Flappy Bird Olympics

Every month, a new local LLM claims it can generate working games.
This is the arena where we put those claims to the test.
One pixelated bird at a time.

What is this?

Each entry here is a Flappy Bird clone generated entirely by a different local LLM model. Same prompt, same constraints, completely different results. Some work flawlessly. Some crash on launch. Some are... art.

Why does it matter

Flappy Bird is the perfect stress test for code generation. It's simple enough that a model should be able to produce it, but complex enough that bugs, edge cases, and subtle logic errors reveal exactly where each model stands. How does it handle collision detection? Game loops? State management? The answers tell you more about a model's capabilities than any benchmark.

How to use

Pick a model from the sidebar to see its game in action. If the model produced multiple iterations, toggle between versions using the brick tabs above the game. Read the curator notes on the right for analysis on what worked, what didn't, and what surprised me.

How the Olympics Work

Every model gets the same three prompts in sequence, with optional adjustments in between.
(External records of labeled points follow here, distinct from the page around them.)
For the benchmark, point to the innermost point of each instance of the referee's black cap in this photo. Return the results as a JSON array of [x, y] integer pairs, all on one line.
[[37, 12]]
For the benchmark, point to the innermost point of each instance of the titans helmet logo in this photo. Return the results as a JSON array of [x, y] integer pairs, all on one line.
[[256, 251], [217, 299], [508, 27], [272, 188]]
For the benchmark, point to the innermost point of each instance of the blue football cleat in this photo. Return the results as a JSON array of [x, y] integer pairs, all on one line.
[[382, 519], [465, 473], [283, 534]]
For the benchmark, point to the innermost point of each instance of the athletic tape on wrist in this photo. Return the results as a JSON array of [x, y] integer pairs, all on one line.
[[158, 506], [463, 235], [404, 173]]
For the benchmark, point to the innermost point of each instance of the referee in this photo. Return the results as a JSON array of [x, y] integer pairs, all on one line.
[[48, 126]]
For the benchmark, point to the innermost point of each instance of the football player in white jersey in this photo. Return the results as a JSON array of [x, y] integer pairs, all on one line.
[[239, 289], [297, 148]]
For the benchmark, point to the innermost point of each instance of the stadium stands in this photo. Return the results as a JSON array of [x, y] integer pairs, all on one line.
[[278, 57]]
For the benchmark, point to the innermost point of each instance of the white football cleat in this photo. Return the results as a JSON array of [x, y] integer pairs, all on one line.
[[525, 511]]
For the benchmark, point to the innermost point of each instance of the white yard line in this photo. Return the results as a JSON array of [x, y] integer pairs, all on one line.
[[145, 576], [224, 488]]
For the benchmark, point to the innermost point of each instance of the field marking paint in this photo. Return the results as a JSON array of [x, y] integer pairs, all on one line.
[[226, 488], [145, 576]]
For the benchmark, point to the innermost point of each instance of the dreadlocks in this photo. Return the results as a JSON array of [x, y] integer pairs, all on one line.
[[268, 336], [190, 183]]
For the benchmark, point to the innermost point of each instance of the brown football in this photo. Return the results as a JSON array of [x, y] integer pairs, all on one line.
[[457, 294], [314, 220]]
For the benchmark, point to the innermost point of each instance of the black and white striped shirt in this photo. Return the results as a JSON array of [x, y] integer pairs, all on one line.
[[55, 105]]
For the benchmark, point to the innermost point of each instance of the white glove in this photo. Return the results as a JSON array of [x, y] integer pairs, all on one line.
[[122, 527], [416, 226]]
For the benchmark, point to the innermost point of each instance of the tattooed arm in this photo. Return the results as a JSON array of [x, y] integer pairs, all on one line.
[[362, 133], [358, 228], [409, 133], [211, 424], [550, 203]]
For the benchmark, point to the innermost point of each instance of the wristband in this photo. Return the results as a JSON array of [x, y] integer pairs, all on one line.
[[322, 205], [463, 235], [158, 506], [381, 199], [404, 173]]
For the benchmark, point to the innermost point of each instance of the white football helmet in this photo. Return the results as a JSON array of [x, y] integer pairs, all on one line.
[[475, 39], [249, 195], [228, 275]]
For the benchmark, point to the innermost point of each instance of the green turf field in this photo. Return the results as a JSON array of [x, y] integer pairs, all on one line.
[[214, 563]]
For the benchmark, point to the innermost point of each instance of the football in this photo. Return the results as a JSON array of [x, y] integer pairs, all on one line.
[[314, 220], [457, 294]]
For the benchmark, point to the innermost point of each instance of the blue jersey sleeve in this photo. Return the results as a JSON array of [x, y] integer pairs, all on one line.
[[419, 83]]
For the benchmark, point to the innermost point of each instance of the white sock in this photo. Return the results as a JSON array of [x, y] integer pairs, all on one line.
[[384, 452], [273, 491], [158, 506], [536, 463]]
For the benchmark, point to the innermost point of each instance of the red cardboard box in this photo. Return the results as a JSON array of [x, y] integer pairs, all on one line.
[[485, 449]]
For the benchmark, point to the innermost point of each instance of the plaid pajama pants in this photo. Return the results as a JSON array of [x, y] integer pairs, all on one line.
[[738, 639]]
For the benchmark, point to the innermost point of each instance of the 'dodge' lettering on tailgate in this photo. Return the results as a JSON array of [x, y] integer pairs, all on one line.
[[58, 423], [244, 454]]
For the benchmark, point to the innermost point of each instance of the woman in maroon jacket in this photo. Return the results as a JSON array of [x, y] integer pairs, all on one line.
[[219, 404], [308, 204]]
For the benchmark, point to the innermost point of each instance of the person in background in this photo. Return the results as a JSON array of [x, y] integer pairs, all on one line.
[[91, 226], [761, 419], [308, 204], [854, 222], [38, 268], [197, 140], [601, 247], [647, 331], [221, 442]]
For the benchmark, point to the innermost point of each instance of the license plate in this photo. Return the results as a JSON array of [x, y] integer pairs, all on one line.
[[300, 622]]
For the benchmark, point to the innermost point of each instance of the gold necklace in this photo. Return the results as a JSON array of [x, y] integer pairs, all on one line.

The goal is to see how each model handles iterative refinement under identical conditions.

Prompt 1 — Initial

Write me a standalone Flappy Bird game in a single HTML file. Include all CSS and JavaScript inline.

Prompt 2 — Jazzed Up

This is really good. Jazz it up as much as you possibly can and make it feel like a real high-quality game from a developer.

Prompt 3 — Finale

Now — the same game except add a unique, original custom music soundtrack that plays in the background.

Adjustment (optional)

Between any stage, I can send a targeted fix — e.g. "The pipes are too narrow" or "Fix the collision detection." This is where the real iteration happens.